Дрались азартно, как на гулянке в Троицу, били кулаками наотмашь, с хеканьем, получая удовольствие от попавшего в цель удара. Появились кровь и упавшие, которых топтали, не обращая внимания.
Вид крови подлил масла в огонь страсти: кинулись к забору, который вмиг был разломан и разобран. Бой разгорался не на шутку, тем более подмога местных стала иссякать, а из состава, заметив драку, сразу хлынули все, на ходу подбирая подходящий колышек или полешко.
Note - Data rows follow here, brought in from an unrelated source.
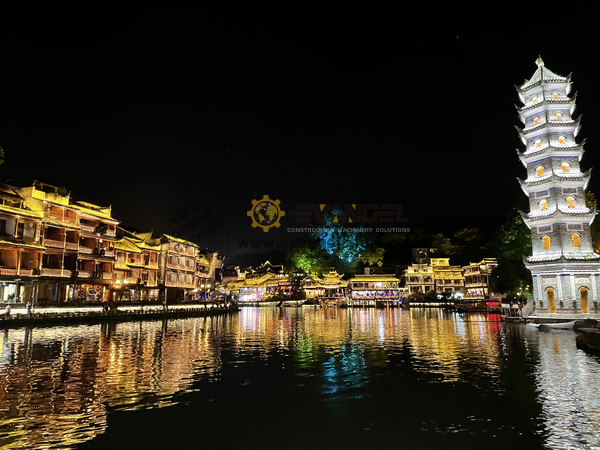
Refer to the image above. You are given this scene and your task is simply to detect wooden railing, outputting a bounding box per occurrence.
[0,269,17,276]
[44,239,65,248]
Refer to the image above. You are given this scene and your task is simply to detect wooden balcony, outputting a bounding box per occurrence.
[0,269,17,276]
[42,269,62,277]
[44,239,65,248]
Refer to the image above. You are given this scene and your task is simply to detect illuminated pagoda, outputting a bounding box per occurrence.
[516,58,600,318]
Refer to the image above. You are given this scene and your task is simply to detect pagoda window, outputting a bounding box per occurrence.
[542,236,550,250]
[579,287,588,314]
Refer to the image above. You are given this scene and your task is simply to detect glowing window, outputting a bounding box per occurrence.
[546,288,556,314]
[542,236,550,250]
[579,288,588,314]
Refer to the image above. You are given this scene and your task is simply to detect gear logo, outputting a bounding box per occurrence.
[246,195,285,233]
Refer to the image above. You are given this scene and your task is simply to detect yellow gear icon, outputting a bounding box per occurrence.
[246,195,285,233]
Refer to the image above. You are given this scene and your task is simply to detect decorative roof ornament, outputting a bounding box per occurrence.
[535,55,544,67]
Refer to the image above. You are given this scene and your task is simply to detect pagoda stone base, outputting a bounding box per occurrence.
[526,261,600,320]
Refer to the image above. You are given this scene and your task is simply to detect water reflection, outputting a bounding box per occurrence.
[527,330,600,449]
[0,307,600,449]
[0,318,225,448]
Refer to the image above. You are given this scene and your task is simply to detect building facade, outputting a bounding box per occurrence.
[463,258,502,300]
[517,58,600,318]
[404,263,435,294]
[431,258,465,295]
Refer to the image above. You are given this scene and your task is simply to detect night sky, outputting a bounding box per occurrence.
[0,5,600,264]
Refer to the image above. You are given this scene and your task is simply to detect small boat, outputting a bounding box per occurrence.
[454,299,501,313]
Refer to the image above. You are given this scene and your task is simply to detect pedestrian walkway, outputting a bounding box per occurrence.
[0,303,237,328]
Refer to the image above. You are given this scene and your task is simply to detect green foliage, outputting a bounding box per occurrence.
[360,245,385,267]
[285,241,332,276]
[492,207,532,297]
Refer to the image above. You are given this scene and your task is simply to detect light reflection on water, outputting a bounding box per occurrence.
[0,307,600,449]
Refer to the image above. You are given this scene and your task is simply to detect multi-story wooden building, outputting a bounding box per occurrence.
[404,264,435,294]
[113,236,160,301]
[0,184,46,303]
[349,274,402,306]
[18,180,118,303]
[431,258,465,295]
[463,258,501,300]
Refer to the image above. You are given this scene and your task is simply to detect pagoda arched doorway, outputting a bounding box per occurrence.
[546,288,556,314]
[579,288,588,314]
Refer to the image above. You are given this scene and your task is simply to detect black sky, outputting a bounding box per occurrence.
[0,6,600,262]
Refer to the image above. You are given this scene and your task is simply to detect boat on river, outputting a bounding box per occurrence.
[454,299,502,314]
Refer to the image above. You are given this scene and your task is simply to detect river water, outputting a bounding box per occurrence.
[0,307,600,450]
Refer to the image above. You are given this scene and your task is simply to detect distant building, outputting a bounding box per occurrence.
[302,270,349,306]
[431,258,465,294]
[349,268,408,306]
[18,180,119,303]
[404,264,435,294]
[463,258,502,300]
[0,184,46,303]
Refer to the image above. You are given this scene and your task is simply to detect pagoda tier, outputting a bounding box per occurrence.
[516,139,585,167]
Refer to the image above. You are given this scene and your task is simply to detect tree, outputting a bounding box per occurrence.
[315,210,373,264]
[492,207,532,297]
[285,241,332,276]
[431,233,458,256]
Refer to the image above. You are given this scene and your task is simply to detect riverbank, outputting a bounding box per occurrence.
[0,304,239,328]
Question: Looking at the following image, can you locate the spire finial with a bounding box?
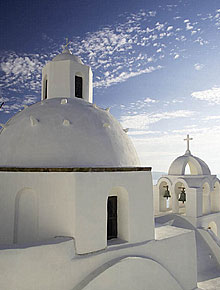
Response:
[184,134,193,154]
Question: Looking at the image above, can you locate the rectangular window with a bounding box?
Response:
[107,196,118,240]
[75,76,83,99]
[44,80,47,99]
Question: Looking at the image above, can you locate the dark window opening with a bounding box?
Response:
[44,80,47,99]
[75,76,82,99]
[107,196,118,240]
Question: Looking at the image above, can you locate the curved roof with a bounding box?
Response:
[0,98,139,168]
[168,151,211,175]
[52,49,82,64]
На картофельнике уже билось человек пятьдесят-шестьдесят солдат, когда на место побоища прибежал начальник эшелона с десятком младших командиров. Но что они могли сделать, когда и сами иногда в горячке получали кулаком по зубам или колом по спине. Командир вытащил из кобуры пистолет и сделал несколько выстрелов в воздух, но и это не помогло: ближние прекращали драку, но дальние еще ожесточеннее бросались уже почти на поверженного противника.
И только рев гудка паровоза остановил выплеснувшиеся наружу страсти. Машинист паровоза, видя, что с дракой не могут справиться командиры, потянул цепочку клапана ревуна и держал его до тех пор, пока толпами и в одиночку не начали возвращаться бегом запыхавшиеся, расхристанные солдаты. Для убедительности начальник эшелона крикнул «по вагонам», а машинист отработал паровозом назад так, что защелкали и зазвенели тарелки буферов и заскрипели приторможенные вагонные колеса: обычная песня трогающегося железнодорожного состава.
Картофельное поле имело жалкий вид: там и тут валялись плети стеблей, белые крупные клубни картошки, забора как не бывало, но зато кое-где торчали сломанные жерди и колья. Создавалось впечатление, что здесь побывал косяк резвящихся лошадей и не одно стадо кабанов. Последние защитники Отечества уже покинули поле битвы, унося с собой нескольких покалеченных, а на земле тут и там осталось лежать человек десять-двенадцать, хорошо ухоженных защитников частной собственности.
Поезд ушел. А здесь еще поднимали тех, кто мог двигаться, грозились милицией, но все понимали: пока будут доискиваться, часть будет на передовой, и после первого боя, может быть, и некого будет судить. Да и те, кто останется цел, будут дико и дерзко смотреть на следователя из особого отдела. Ну чем можно запугать человека, перешагнувшего через страх, через кровь, через смерть? Дисциплинарным батальоном? До первой крови? Да и доказать уже ничего невозможно конкретно. И снова дело списалось бы на войну.
А мы все-таки, грешным делом, поживились от этой драки. Ночью я несколько раз лазил на ближние концы участков и, ползая по-пластунски, как тот незадачливый солдат, собирал вы пнутую из борозд картошку и складывал ее в торбу, которую волочил за собой. А в это время у бывшего забора дежурили на стреме две сестры, которым было зазорно мое занятие. Картошки оказалось ведра два, и мы ее тщательно схоронили в своем огороде около дома на месте уже выкопанной картошки, памятуя о дошлости побитых хозяев.
Бесплатно досталась нам гимнастерка, из которой мать сшила старшей сестре юбку. Недолго та носилась: гимнастерка была старой, штопаной и стираной не раз и не два.
Дольше всех жила алюминиевая кружка. Мы стали уже взрослыми, обулись и оделись, в доме появилась фаянсовая и эмалированная посуда, но потемневшая уже кой-где, чуть помятая кружка всегда была на кухне, на столике или на лавке у ведра. Отец или иногда приезжавший в редкий отпуск ставший офицером старший брат пытались выбросить отживший анахронизм, но мать решительно пресекала их поползновения к модернизации. Она хранила эту реликвию как память о редкой человеческой чуткости. А жив ли тот человек?!